|Keep It Simple, Stupid|
The root problem, which is extremely difficult to deal with, is basically a race-condition: the parent might “determine” the status of a child, but, before it can react to the status that it has thusly determined, the status of the child has changed. Strictly speaking, you don’t even know that your list-of-children is instantaneously correct.
This is not correct. There is no "race-condition" in properly implemented code. The OS handles some things "atomically" (I don't mean automatically - that is different - "atomic" means in a single operation) that you cannot do for yourself. The SIGCHLD like other signals is a level sensitive thing (not edge triggered), meaning that when multiple children exit close to one another, you only get one SIGCHLD signal.

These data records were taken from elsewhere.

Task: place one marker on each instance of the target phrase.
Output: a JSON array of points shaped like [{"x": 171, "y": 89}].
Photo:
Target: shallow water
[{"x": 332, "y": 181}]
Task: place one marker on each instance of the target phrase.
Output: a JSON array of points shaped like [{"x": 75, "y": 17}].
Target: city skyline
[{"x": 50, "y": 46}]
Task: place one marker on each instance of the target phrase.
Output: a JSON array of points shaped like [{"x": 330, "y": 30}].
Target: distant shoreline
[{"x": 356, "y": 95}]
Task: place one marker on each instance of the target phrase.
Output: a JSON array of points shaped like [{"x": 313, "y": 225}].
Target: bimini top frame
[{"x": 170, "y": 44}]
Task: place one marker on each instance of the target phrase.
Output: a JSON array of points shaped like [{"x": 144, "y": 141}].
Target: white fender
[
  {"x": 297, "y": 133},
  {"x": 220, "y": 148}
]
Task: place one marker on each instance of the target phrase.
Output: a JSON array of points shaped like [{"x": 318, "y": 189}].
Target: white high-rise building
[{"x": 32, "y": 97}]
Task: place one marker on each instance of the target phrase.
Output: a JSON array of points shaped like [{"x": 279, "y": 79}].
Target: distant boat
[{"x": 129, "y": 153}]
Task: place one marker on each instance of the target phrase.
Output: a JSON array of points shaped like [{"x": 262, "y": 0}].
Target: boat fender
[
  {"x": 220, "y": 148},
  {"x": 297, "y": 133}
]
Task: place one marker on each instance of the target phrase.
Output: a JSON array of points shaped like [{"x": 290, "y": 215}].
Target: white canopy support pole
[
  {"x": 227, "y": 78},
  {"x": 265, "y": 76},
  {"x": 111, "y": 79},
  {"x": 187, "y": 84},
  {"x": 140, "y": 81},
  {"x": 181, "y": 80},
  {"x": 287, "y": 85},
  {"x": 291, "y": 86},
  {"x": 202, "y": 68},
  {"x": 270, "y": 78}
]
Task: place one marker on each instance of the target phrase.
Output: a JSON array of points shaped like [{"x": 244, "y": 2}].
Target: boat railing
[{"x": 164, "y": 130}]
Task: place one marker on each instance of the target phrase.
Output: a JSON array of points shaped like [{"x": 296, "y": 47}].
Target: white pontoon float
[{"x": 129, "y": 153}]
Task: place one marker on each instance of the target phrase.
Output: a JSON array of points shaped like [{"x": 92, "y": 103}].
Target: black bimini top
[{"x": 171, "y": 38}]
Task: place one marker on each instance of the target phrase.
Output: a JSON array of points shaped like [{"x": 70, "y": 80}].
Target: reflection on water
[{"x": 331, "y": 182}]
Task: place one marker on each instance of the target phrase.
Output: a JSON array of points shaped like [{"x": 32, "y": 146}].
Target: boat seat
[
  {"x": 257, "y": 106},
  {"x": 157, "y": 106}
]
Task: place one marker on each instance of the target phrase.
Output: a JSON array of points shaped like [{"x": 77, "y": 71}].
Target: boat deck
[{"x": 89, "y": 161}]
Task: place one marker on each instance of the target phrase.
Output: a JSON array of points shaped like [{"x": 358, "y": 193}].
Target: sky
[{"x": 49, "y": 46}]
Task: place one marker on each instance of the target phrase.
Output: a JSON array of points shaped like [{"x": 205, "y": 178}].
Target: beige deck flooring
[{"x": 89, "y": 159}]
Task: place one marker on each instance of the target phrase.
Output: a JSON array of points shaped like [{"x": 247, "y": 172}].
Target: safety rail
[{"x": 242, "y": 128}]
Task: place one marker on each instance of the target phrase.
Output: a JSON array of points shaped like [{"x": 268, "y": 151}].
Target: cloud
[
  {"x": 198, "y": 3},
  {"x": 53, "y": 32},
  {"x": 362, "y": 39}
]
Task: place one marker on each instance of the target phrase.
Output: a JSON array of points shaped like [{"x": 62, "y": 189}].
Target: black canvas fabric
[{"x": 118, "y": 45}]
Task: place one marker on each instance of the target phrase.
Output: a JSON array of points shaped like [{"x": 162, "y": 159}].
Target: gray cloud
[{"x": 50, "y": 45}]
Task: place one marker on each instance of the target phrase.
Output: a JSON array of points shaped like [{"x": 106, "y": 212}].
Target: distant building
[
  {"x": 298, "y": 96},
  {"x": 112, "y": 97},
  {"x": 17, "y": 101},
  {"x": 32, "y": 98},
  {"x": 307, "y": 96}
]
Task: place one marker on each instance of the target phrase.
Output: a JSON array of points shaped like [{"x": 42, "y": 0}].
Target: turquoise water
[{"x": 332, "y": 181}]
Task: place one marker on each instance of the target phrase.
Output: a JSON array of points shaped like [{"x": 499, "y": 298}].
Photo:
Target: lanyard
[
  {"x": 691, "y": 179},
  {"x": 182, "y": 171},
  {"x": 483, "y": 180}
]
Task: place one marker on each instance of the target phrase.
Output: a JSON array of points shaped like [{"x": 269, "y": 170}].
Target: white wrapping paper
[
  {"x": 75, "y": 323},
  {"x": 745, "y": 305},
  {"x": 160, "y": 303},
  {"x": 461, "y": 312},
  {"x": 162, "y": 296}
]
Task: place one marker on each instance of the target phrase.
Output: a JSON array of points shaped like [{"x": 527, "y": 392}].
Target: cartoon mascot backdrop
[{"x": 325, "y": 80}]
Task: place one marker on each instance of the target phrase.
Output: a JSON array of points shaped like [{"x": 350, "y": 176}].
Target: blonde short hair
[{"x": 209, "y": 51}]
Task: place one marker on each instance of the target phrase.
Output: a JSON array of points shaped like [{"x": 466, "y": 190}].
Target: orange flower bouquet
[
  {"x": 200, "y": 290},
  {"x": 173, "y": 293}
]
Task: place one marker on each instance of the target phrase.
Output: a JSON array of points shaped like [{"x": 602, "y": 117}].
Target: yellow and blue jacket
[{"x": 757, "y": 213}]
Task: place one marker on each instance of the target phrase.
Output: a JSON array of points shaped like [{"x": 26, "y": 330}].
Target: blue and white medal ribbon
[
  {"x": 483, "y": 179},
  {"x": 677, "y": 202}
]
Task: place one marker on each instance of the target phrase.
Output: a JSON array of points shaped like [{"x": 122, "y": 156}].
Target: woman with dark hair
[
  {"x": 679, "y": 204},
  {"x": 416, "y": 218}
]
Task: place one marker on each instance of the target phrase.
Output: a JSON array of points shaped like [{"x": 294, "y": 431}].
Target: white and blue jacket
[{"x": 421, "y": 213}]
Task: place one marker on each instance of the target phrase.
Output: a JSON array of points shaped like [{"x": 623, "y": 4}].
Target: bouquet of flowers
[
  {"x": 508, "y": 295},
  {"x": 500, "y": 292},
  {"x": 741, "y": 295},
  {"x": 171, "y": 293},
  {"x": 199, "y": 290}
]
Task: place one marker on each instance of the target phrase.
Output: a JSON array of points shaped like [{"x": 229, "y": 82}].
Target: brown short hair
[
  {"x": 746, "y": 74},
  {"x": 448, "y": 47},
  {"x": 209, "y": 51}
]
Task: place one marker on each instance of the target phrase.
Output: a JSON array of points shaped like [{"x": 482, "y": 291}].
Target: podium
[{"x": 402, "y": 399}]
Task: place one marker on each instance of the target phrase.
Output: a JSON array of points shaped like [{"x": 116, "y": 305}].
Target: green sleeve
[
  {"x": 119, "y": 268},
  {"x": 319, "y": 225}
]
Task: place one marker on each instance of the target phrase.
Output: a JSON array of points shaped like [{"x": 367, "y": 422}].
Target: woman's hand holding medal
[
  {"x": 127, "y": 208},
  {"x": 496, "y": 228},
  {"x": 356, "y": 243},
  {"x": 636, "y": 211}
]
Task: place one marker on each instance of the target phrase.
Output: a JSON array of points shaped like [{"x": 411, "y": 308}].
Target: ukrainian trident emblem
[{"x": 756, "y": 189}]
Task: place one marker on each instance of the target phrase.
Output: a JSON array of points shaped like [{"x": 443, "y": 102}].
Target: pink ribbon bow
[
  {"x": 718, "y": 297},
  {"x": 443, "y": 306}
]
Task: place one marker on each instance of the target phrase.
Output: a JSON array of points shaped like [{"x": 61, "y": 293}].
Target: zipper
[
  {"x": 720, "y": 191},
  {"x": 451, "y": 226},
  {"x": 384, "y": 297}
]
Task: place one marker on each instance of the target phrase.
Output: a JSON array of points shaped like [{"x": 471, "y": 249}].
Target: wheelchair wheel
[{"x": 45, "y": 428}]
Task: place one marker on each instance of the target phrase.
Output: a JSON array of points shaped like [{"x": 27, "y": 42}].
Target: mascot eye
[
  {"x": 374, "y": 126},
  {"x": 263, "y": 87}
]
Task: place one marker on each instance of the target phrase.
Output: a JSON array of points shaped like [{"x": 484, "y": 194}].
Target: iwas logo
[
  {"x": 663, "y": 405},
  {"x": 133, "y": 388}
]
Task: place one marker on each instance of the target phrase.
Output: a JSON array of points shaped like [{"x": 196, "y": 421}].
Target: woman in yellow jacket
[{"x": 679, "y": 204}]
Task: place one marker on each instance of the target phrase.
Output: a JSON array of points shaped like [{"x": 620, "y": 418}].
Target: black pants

When the SIGCHLD is "delivered" (the handler starts running) the OS atomically blocks that signal. This is different than you setting the sigprocmask yourself in the handler. Basically while you are messing around in your handler, this allows the possibility of an additional SIGCHLD to arrive and be in a "pending" but "undelivered" state.
The classic SIGCHLD handler processes all of the children via the waitpid() function (and there may very well be multiple children to process). If say 5 children exit while you are messing around in the handler. This fact is noted by the OS and this becomes yet another SIGCHLD (a single level triggered signal) in the "pending but undelivered" state.

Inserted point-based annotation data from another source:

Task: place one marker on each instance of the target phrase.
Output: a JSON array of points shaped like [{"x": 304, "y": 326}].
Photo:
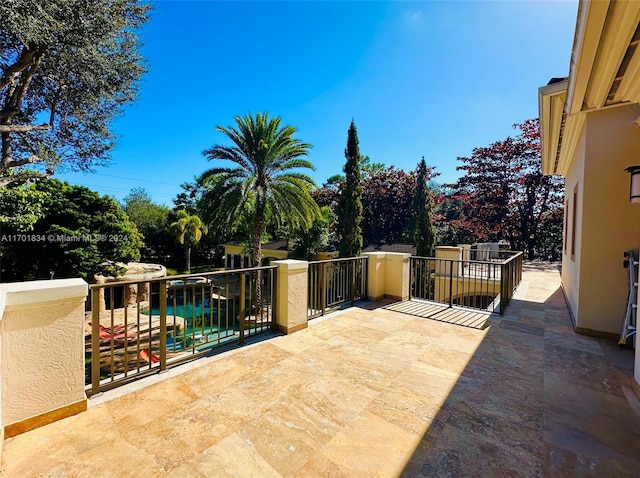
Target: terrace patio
[{"x": 369, "y": 391}]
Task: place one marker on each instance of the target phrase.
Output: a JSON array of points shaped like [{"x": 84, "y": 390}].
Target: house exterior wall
[
  {"x": 42, "y": 360},
  {"x": 612, "y": 224},
  {"x": 571, "y": 262}
]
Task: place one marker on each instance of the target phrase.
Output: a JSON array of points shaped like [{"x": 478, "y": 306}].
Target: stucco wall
[
  {"x": 396, "y": 277},
  {"x": 571, "y": 265},
  {"x": 42, "y": 362},
  {"x": 292, "y": 295},
  {"x": 610, "y": 223}
]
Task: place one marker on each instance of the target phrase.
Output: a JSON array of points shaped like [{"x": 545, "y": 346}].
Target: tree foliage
[
  {"x": 152, "y": 221},
  {"x": 72, "y": 64},
  {"x": 78, "y": 230},
  {"x": 349, "y": 207},
  {"x": 425, "y": 233},
  {"x": 387, "y": 203},
  {"x": 188, "y": 231},
  {"x": 504, "y": 195},
  {"x": 265, "y": 183},
  {"x": 20, "y": 207},
  {"x": 307, "y": 243}
]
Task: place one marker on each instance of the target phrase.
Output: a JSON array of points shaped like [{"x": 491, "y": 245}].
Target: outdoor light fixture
[{"x": 634, "y": 190}]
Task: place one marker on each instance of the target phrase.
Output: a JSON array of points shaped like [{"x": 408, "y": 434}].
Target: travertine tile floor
[{"x": 369, "y": 392}]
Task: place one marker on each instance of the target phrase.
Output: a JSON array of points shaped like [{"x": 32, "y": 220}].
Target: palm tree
[
  {"x": 188, "y": 231},
  {"x": 263, "y": 182}
]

When you exit the handler, this "pending" SIGCHLD is unblocked and you immediately get another SIGCHLD signal. Basically this ensures that you will not "miss one" - that is the important part that eliminates the "race condition". The OS has to do this and it does.
I think that it is possible under certain circumstances for you to get a SIGCHLD where there is "nothing to do" because its already been handled (while you were just in the signal handler).
Basically, the "race condition" is handled by the OS and there is not a possibility of "missing a SIGCHLD event" as long as you process all available children while you are in the SIGCHLD handler.
use the waitpid() function to reap children. Let the OS do the job of deciding who is ready to "reap" or not. There is no need for the parent to maintain its own "children" list, if that is what you meant.